Landesverbände
der ÖWR:
50 Jahre ÖWR (2007) - Seite 4
Dipl.-Ing. Walter GRIMM, Präsident der ÖWR
50 Jahre ÖWR und die Vorgeschichte dazu
(Seite 4 von 13)1958 entstanden die ersten „Wasserrettungsschulen“, nämlich in Hermargor (Pres-seggersee) und in Salzburg (Paracelsusbad), wo die ersten Lehrscheiner ausgebildet und geprüft wurden; hierbei wurde die oben erwähnte Kommission noch durch die Herren Walter HEINZ (Sportlehrer aus der Stmk.), Fridolin ROSENBOGEN (Bademeister aus Vorarlberg), dann Hugo HERTL (Polizeischule Wien), Rudolf TOLLOSCHEK (Gendarmerie), Fritz POHLER (Zollwache) und durch Ausbilder der DLRG sowie der SLRG tatkräftig unterstützt. Kooperativ mitgewirkt haben auch die Vertreter des ASBÖ, Hans BUCHELT, und des ÖJRK, Alfred PATZL. Mit dem wachsenden ÖWR-Lehrerstab war es dann in den folgenden Jahren möglich, den weiteren Auf- und Ausbau der Organisation erfolgreich fortzuführen.

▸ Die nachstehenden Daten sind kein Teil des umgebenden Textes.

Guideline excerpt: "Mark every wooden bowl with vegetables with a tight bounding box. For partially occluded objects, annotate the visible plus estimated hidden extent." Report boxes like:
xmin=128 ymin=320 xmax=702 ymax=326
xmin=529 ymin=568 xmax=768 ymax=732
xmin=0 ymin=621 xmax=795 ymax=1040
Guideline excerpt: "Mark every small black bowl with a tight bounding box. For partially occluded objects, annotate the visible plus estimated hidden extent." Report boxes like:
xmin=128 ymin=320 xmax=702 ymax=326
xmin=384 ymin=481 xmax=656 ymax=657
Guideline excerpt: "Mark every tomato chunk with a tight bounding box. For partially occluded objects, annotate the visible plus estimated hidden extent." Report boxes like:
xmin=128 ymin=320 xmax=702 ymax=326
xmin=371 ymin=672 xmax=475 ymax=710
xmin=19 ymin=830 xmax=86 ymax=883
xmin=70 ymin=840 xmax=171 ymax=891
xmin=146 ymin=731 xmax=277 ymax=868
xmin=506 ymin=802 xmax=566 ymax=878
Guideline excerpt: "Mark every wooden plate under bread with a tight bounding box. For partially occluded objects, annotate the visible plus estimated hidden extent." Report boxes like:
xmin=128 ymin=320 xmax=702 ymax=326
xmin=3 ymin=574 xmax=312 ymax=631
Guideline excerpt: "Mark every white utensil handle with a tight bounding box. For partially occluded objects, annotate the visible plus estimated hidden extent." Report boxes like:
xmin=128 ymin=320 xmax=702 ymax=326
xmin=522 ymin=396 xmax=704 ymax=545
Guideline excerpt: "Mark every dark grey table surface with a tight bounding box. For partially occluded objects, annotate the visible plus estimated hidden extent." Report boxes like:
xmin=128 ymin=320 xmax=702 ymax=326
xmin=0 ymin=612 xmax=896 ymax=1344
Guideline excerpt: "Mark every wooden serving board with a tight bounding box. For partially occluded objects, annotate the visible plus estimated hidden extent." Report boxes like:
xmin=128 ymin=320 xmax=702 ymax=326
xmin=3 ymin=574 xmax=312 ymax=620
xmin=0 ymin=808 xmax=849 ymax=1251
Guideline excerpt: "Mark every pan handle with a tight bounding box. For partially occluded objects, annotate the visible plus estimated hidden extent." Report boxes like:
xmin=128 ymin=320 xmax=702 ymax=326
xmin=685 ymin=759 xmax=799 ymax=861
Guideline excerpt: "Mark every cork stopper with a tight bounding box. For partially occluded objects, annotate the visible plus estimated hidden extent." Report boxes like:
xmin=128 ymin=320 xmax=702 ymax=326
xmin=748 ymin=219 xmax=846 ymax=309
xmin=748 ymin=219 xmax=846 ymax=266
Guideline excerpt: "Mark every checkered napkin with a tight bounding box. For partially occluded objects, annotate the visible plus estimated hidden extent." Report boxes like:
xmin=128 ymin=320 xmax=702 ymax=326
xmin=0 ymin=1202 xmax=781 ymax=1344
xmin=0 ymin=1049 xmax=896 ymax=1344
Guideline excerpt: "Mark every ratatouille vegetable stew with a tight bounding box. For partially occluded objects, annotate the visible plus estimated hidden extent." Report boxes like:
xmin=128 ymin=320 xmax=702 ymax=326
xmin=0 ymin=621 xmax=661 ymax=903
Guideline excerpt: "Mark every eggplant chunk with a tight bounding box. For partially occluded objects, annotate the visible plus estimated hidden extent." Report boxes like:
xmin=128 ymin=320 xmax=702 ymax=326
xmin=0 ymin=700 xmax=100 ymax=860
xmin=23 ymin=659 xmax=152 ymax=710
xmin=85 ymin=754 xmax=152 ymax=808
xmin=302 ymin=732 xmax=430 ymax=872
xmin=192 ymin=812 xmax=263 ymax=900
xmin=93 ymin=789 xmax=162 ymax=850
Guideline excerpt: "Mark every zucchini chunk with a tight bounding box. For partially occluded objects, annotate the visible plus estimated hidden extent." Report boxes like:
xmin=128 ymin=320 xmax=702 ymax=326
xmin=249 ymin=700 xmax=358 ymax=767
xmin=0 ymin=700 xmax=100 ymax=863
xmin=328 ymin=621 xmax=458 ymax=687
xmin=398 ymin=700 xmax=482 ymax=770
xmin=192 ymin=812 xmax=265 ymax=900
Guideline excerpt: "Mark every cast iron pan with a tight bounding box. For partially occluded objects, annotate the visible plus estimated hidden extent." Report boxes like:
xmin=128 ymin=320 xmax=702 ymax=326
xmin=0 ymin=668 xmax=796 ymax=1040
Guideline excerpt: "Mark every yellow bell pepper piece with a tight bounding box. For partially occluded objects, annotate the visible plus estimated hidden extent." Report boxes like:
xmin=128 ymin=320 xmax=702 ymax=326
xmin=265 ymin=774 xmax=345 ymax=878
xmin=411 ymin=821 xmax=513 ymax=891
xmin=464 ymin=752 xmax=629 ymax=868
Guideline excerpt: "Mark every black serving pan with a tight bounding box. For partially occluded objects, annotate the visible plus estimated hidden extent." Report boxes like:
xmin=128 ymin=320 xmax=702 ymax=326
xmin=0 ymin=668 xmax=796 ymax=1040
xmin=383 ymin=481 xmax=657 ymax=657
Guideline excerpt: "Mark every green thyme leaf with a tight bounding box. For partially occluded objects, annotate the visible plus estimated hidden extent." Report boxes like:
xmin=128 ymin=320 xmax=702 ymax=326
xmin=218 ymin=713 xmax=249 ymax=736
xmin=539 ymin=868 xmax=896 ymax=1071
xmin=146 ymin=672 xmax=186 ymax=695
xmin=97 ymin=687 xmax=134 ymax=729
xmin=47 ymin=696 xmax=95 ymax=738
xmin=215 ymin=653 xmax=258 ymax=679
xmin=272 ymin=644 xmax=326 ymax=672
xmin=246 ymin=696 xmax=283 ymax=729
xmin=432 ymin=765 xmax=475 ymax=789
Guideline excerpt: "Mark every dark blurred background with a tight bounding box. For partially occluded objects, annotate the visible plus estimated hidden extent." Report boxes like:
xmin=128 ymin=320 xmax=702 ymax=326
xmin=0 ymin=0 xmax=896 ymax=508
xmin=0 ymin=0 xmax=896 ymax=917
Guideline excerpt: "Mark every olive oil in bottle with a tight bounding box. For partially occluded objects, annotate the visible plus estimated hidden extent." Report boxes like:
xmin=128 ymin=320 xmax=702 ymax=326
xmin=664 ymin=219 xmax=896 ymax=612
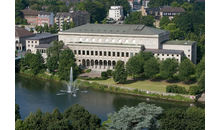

Bereits 1958 wurde die ÖWR durch ihre Aufnahme in den Dachverband vorwiegend europäischer Rettungsschwimmorganisationen, der <<Fédération Internationale de Sauvetage aquatique>> (FIS) in das internationale Wasserrettungswesen eingebunden und übernahm damit zusätzliche Aufgaben. Dabei erwarb sich die ÖWR spezielle Verdienste bei der nationalen wie internationalen Einführung der „Atemspende“ (welche die manuellen Wiederbelebungsmethoden ablöste), für deren Verbreitung der ÖWR-Arzt Dr. HAMMER sowie Dr. URMANN sorgten. Atemspende und Herzkompression /Herzmassage – zusammengefasst unter der angelsächsischen Kurzbezeichnung ’CPR’ (cardio pulmonary resuscitation) – sind ja heute noch Kernstücke jeder wasserrettungsspezifischen Erste-Hilfe-Ausbildung, natürlich nach wie vor auch in der ÖWR. Manchmal zeigen sogar die Medien Interesse an diesem Ausbildungsmodul.